Finally I’m getting to the point. Remember the PVC strip curtains, like the ones in the main picture at the top of this post? What do you think happens to them as all those excited students (sorry) hurtle through them? They get damaged. In a FGMOS the oxide layer which isolates the floating gate from the silicon substrate is designed to be thin enough to allow quantum tunnelling of electrons when a high enough charge is applied, but this process gradually damages the layer. Reads are not a problem because only lower voltages are used and no electron tunnelling takes place. But program and erase operations are a different story, which is why wear is measured by the number of program/erase cycles. As the layer gets more damaged, the isolation of the floating gate is increasingly affected and the probability of stored charge leaking out will increase.
For SLC this is less of an issue, because during a read we only need to measure at one read point – so there is a lot of room for error either side of the threshold. But for MLC, with three read points, we need to be much more exact. Thus the wear caused by using SLC, MLC and TLC isn’t really very different, it’s simply that the tolerances for error are much finer with the increased bit counts of MLC and TLC.
At some point, the oxide layer for a FGMOS will become sufficiently degraded so that it can no longer store charge properly on the floating gate. We won’t know about this until it happens, but at some point a read from the cell will no longer be trustworthy. And clearly that’s a problem for data storage, which is why (just like disk) flash stores error correction codes (ECC) alongside user data to ensure that incorrect information is spotted and dealt with while any underlying pages are marked as unusable – all without impacting users.

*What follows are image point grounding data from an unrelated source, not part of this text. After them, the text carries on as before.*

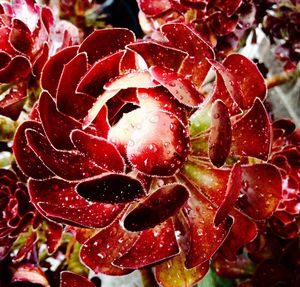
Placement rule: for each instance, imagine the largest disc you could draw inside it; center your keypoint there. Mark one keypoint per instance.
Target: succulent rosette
(286, 156)
(18, 216)
(124, 139)
(221, 24)
(28, 34)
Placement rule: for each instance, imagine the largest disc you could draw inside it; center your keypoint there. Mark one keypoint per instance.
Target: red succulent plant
(123, 138)
(223, 24)
(28, 35)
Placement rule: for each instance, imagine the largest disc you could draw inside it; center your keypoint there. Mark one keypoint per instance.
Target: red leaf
(97, 76)
(233, 189)
(104, 42)
(58, 200)
(99, 150)
(157, 207)
(160, 240)
(28, 162)
(70, 279)
(17, 69)
(251, 134)
(57, 125)
(182, 37)
(248, 76)
(162, 155)
(181, 89)
(229, 8)
(261, 190)
(154, 7)
(111, 188)
(242, 232)
(109, 244)
(220, 134)
(68, 101)
(156, 54)
(69, 165)
(205, 237)
(159, 98)
(53, 69)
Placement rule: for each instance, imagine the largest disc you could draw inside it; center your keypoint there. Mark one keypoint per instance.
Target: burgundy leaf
(248, 76)
(261, 190)
(109, 244)
(104, 42)
(69, 165)
(103, 70)
(242, 232)
(58, 199)
(233, 189)
(99, 150)
(57, 126)
(205, 237)
(162, 155)
(160, 240)
(68, 100)
(182, 89)
(227, 84)
(18, 68)
(156, 54)
(28, 162)
(157, 207)
(251, 134)
(70, 279)
(53, 68)
(154, 7)
(161, 99)
(196, 65)
(229, 8)
(220, 134)
(111, 188)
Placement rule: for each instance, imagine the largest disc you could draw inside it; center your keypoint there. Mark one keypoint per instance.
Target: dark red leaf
(70, 279)
(242, 232)
(27, 160)
(205, 237)
(104, 42)
(58, 200)
(220, 134)
(99, 150)
(18, 68)
(153, 8)
(109, 244)
(156, 54)
(68, 101)
(251, 134)
(160, 240)
(261, 190)
(99, 74)
(57, 125)
(157, 207)
(53, 68)
(181, 89)
(196, 66)
(248, 77)
(162, 155)
(69, 165)
(233, 189)
(111, 188)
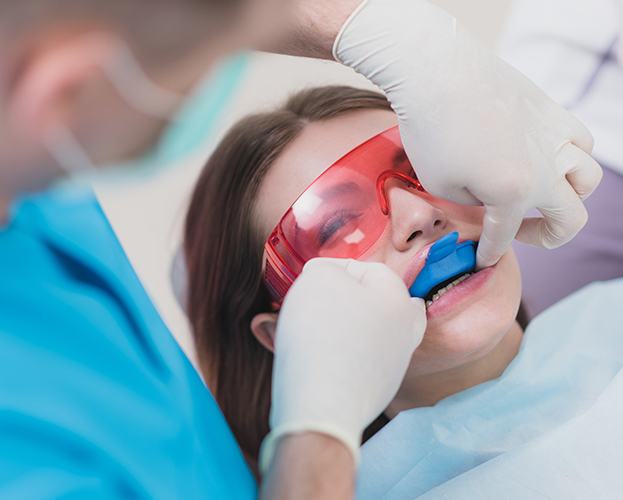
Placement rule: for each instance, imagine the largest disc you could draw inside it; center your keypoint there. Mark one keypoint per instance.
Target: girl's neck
(426, 390)
(5, 203)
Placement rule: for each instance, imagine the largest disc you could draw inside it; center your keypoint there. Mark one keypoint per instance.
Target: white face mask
(137, 90)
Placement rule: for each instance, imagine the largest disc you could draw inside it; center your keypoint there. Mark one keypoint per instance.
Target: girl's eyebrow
(340, 189)
(399, 158)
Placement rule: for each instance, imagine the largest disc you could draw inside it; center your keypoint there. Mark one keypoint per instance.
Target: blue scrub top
(97, 400)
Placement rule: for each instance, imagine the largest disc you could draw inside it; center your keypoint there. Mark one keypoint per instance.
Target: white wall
(147, 215)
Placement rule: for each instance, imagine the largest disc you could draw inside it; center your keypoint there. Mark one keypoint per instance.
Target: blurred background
(148, 215)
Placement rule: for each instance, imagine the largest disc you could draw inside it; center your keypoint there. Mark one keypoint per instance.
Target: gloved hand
(345, 337)
(476, 130)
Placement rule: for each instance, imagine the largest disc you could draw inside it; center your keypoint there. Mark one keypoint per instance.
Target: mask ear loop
(380, 187)
(137, 89)
(68, 153)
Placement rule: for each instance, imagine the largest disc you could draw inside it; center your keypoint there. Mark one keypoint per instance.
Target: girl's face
(466, 322)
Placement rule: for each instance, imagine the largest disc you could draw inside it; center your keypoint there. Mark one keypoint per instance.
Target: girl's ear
(264, 328)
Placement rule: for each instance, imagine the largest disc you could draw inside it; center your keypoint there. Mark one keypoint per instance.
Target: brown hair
(223, 251)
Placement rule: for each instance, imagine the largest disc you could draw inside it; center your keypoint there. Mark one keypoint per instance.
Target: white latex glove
(345, 337)
(476, 129)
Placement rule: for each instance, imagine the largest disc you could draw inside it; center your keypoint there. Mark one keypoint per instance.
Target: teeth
(446, 288)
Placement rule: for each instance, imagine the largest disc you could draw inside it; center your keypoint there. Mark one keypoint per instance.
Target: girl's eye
(334, 224)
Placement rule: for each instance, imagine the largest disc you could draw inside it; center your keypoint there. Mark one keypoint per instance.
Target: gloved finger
(581, 136)
(375, 274)
(564, 216)
(582, 172)
(573, 129)
(500, 225)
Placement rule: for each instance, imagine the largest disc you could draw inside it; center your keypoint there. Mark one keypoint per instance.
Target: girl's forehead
(318, 146)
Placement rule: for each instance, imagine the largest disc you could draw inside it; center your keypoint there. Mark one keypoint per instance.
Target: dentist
(96, 399)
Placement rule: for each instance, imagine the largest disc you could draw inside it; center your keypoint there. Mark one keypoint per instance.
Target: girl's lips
(461, 295)
(419, 261)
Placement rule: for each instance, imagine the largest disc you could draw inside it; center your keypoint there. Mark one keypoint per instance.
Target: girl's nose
(415, 221)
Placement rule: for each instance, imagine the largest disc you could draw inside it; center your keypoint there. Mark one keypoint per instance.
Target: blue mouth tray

A final point to consider is that there is a (more expensive) form of MLC known as eMLC (the e stands for enterprise, with “normal” MLC then sometimes referred to as consumer or cMLC). The only difference between eMLC and the standard cMLC we have discussed in the past is that program and erase operations are “slowed down” for eMLC in order to cause less damage to the oxide layer. This gives slightly reduced performance but also significantly reduces wear, allowing up to 10x more P/E cycles. Opinion is divided on whether this is actually a worthwhile investment (not for me though, I think it’s a waste of money in the majority of cases).
That’s the end of this post – and as usual I’ve committed two of my three regular blogging sins: writing too much, using silly analogies and finishing on a terrible pun. Time to complete the trio:
Some flash companies have been experimenting with methods of refreshing the lifetime of flash, with one avenue of exploration focussed on providing a short burst of heat to repair the damage to the oxide layer. It has been claimed that flash treated this way can sustain over 100 million P/E cycles with no noticeable degradation. If that is really the case – and this technology can be put into production – we might finally find that the Talking Heads were correct: in the world of flash memory we are on the road to no-wear…